In the Mount Conero area, the baseline B model achieved an OA of 81.8%. Among the hybrid models, mF models exhibited an average OA of 84.3%, with the highest OA of 86% achieved using formula id #11 and the lowest at 81.6% with formula id #1. The M models had an average OA of 78.6%, with the highest OA of 85.6% obtained with formula id #18 and the lowest at 66.3% with formula id #8. The Ms models achieved an average OA of 84.4%, with the highest OA of 87.2% linked to formula id #15 and the lowest at 77.9% with formula id #4.

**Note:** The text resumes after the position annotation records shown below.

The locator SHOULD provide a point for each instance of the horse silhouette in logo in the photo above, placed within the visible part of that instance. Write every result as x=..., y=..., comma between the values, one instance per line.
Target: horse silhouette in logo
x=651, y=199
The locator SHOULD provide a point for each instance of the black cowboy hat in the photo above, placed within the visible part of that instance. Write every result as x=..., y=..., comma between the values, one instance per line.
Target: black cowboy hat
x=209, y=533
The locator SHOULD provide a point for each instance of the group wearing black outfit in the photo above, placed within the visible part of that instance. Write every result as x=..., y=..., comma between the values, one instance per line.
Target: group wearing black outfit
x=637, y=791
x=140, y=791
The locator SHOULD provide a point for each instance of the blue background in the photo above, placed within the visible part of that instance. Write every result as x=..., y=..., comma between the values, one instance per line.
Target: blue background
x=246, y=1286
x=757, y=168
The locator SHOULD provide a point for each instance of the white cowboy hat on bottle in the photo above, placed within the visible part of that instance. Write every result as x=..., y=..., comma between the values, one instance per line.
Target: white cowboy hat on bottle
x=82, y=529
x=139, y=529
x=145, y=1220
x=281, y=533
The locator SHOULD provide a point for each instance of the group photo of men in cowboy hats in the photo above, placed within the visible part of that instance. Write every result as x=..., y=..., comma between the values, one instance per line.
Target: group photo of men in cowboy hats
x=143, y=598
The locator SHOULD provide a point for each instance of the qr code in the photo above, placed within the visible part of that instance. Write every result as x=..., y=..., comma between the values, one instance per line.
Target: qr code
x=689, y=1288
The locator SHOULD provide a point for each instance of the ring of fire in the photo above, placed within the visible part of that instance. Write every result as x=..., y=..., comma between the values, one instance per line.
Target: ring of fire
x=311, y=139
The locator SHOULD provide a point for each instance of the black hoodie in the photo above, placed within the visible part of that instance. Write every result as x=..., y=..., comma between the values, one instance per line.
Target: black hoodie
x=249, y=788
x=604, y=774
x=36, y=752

For the Frasassi Gorge area, the B model achieved an OA of 76.9%. Among the hybrid models, the mF models showed an average OA of 80.9%, with the highest OA of 82.9% achieved using formula id #3 and the lowest at 77.3% with formulas ids #0 and #1. The M models had an average OA of 74.2%, with the highest OA of 82.3% using formula id #7 and the lowest at 63.4% with formula id #17. Additionally, the Ms models obtained an average OA of 83.1%, with the highest OA of 86.5% linked to formula id #15 and the lowest at 81.1% with formula id #19.

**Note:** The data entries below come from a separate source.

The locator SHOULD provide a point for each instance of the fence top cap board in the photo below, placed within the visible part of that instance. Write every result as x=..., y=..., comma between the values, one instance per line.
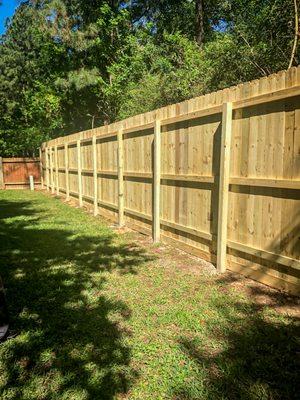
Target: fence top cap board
x=242, y=91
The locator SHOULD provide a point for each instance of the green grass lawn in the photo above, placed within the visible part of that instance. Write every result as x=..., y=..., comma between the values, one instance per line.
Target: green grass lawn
x=101, y=316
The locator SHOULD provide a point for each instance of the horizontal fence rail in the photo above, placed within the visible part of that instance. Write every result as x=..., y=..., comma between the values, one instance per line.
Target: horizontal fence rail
x=218, y=176
x=15, y=172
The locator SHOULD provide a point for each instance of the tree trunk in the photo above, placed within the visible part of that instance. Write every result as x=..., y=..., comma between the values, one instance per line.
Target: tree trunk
x=199, y=23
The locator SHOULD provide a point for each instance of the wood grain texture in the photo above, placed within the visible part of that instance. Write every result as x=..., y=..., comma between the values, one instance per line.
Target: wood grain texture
x=263, y=184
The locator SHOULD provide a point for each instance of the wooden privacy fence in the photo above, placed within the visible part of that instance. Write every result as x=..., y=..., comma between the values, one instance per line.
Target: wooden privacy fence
x=218, y=176
x=15, y=172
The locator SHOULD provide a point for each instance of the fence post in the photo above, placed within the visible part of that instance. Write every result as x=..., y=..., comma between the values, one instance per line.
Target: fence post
x=31, y=182
x=120, y=178
x=224, y=186
x=67, y=171
x=2, y=185
x=156, y=181
x=95, y=175
x=47, y=167
x=41, y=168
x=79, y=171
x=56, y=170
x=51, y=170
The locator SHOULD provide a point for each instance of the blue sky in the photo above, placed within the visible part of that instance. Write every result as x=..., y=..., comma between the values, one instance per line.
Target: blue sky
x=6, y=10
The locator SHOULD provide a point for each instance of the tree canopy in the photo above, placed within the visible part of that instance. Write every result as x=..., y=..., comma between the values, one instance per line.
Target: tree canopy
x=66, y=65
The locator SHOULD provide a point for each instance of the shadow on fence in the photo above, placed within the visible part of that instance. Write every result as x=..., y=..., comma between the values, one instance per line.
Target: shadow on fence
x=69, y=346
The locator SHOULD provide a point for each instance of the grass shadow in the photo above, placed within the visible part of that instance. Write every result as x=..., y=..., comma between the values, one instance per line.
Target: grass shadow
x=72, y=336
x=258, y=359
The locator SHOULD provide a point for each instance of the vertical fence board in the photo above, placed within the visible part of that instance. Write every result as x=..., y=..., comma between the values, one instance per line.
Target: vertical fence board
x=260, y=188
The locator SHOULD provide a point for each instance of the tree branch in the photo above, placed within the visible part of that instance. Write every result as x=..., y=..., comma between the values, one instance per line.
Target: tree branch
x=296, y=34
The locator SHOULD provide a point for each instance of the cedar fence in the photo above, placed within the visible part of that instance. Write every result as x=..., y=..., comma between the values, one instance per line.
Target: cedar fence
x=217, y=176
x=15, y=172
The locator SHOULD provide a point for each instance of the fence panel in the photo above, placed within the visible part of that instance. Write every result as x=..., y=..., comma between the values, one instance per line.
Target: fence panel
x=16, y=172
x=204, y=157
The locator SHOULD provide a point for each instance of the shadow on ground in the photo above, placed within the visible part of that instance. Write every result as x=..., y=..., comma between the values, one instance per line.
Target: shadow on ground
x=261, y=359
x=72, y=341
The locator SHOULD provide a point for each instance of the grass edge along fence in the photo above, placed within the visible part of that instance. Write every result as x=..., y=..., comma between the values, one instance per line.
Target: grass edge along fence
x=217, y=176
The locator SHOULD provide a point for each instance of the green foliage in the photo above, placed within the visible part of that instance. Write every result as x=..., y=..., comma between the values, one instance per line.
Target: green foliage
x=101, y=316
x=63, y=61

In both study areas, the Ms and mF models consistently outperformed the M and B models, achieving a higher Overall Accuracy of 9.6 percentage points in the Frasassi Gorge area, and 5.4 percentage points in the Mount Conero area (see Figure 5 and Table 3). Furthermore, using indices (formula ids #1–#20 in Table 3) in the Ms and mF models demonstrated superior performance compared to using individual bands (formula id #0 in Table 3). In both study areas, the highest OA was achieved by the Ms models applied to vegetation indices with formula id #15 (see Table 2 and Table 3 for its definition).

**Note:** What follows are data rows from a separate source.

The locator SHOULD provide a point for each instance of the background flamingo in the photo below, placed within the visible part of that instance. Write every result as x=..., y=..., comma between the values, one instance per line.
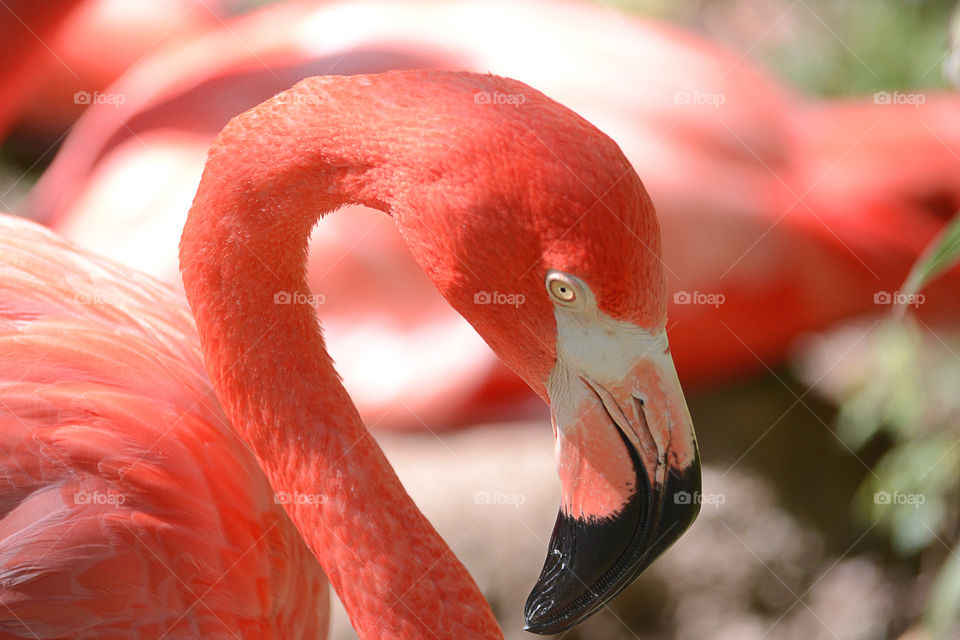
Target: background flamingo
x=770, y=169
x=625, y=445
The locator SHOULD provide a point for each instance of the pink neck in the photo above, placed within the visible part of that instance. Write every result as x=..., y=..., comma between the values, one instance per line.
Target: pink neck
x=271, y=175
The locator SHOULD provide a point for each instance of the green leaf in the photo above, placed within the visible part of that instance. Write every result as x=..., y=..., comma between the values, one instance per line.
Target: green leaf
x=943, y=603
x=939, y=256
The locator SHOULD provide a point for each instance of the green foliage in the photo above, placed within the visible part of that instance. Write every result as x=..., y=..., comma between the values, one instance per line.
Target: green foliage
x=906, y=386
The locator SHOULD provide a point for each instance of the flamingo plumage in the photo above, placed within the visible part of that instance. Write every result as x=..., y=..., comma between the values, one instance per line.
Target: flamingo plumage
x=128, y=509
x=527, y=198
x=781, y=179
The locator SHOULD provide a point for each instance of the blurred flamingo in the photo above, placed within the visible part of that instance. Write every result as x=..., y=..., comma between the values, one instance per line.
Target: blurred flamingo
x=25, y=29
x=83, y=411
x=127, y=506
x=750, y=181
x=59, y=56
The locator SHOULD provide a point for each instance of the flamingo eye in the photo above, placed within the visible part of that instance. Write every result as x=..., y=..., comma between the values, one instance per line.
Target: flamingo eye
x=562, y=288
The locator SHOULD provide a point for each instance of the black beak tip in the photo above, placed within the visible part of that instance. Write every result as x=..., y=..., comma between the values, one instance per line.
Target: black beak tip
x=591, y=561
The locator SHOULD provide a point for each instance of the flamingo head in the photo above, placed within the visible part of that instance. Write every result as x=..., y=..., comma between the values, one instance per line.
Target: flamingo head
x=535, y=227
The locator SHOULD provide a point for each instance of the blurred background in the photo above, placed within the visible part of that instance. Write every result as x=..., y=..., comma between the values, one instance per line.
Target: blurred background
x=804, y=158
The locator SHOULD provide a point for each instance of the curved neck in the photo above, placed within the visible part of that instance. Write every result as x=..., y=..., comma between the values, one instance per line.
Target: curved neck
x=271, y=175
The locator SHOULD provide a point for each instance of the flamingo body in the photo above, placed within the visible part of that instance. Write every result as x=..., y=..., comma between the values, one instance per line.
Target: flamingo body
x=128, y=509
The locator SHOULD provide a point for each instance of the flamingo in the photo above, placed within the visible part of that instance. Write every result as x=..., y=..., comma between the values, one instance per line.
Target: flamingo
x=127, y=506
x=521, y=196
x=781, y=180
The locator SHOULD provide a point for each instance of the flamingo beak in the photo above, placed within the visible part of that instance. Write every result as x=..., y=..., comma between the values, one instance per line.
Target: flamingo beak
x=630, y=477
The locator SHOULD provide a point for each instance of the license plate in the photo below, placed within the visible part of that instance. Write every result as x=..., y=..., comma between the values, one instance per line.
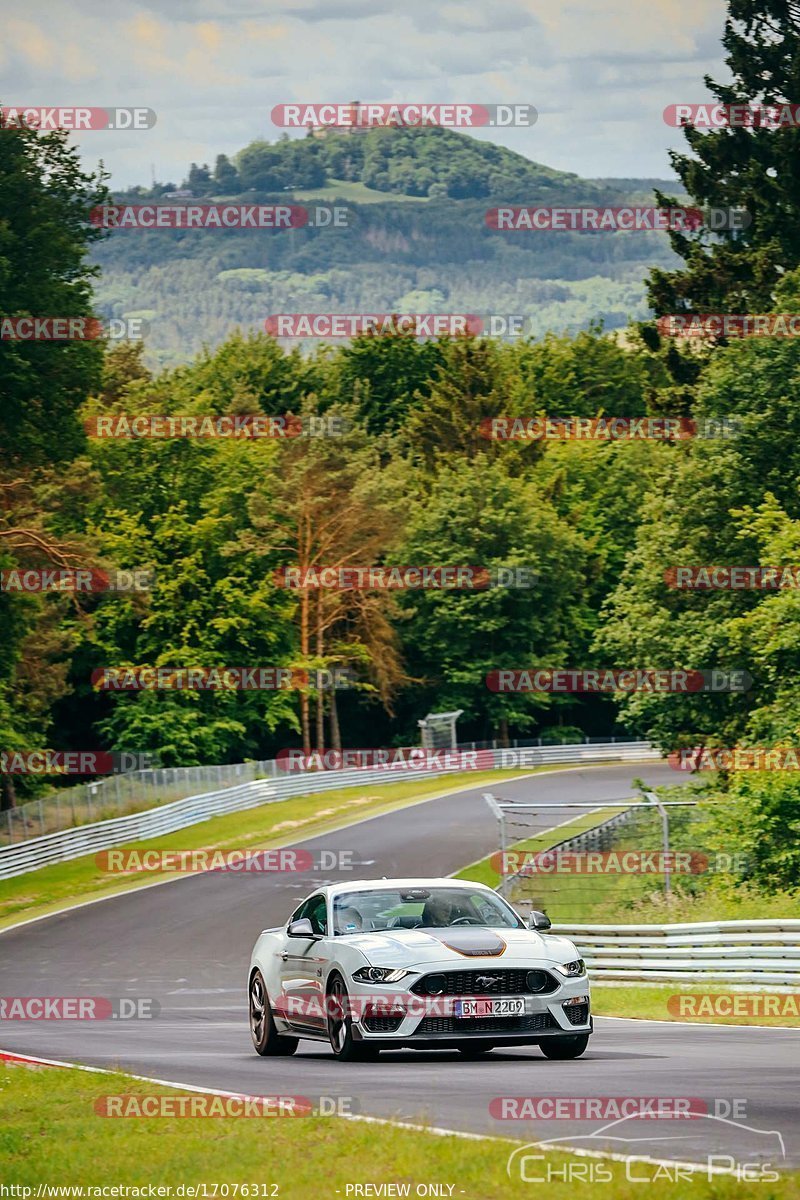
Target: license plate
x=513, y=1006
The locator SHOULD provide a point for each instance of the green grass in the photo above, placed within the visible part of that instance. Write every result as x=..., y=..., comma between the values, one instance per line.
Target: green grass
x=271, y=825
x=52, y=1134
x=358, y=193
x=653, y=1003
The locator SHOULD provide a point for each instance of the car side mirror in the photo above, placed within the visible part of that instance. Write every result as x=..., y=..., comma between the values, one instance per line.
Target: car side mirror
x=301, y=928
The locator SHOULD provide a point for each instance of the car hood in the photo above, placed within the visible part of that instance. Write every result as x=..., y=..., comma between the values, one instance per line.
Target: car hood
x=409, y=947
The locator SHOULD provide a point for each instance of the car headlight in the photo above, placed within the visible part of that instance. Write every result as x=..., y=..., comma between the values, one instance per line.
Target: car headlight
x=571, y=970
x=379, y=975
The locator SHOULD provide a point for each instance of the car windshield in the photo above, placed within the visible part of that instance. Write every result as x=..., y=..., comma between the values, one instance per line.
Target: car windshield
x=355, y=912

Table A2. List of models for the Mount Conero area, displaying their accuracy (OA—Overall Accuracy and sd—standard deviation; for c1–c4 vegetation types Producer’s Accuracy was reported) and model complexity (pr—number of input predictors and Random Forest’s mtry value for tree splits).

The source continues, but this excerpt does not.